Greening the Gap: Rhetoric, Literature, and the Environment

full name / name of organization: 
Northeast Modern Language Association (NeMLA)

Tensions between rhetoric and literary studies are long-standing. For example, poetry and other types of literary texts were subsumed by rhetoric for the greater part of two millennia. However, a shift in 20th-century values led to the canonization of literary texts; consequently, English departments today prioritize literature (however you might define it) over rhetoric. Why are rhetoric and composition considered "low arts"? Why do academics fight to teach literature classes available, but complain about teaching composition? What does an English department "do" anyway? These kinds of questions and concerns have led many contemporary English departments to hunker down in their respective camp. But is this divide necessary or useful?
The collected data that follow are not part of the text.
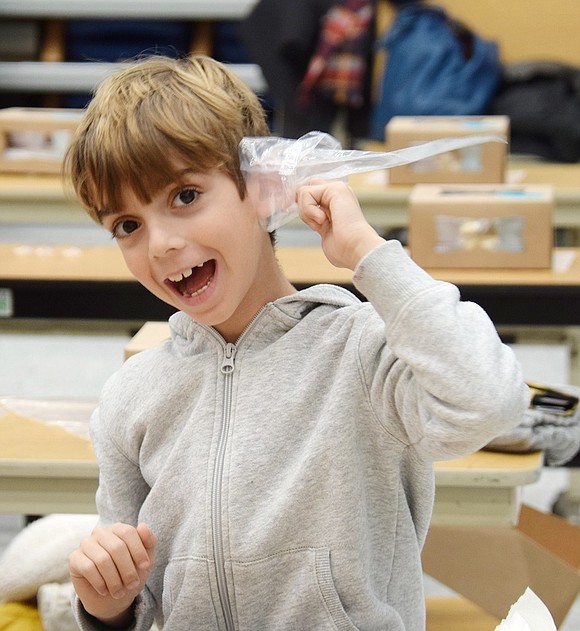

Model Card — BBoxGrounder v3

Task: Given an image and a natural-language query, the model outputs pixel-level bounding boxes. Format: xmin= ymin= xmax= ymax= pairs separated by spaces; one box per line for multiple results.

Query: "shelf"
xmin=0 ymin=0 xmax=258 ymax=20
xmin=0 ymin=61 xmax=267 ymax=94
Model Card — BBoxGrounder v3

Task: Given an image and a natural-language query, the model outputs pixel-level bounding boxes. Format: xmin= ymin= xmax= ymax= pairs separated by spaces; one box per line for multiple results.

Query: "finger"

In My First Summer in the Sierra, John Muir writes "When we try to pick out anything by itself, we find it hitched to everything else in the Universe." This panel draws inspiration from the inter- and extra- disciplinary model provided by the environmental movement, which relies heavily on the skills and assets of various types scholars. What are the inter- and extra- disciplinary strategies of the environmental movement: how do they apply to English departments? How might we use this model to "green the gap" between composition, rhetoric, and literary studies? Can they inform one another in the classroom and in scholarly practice? In what ways?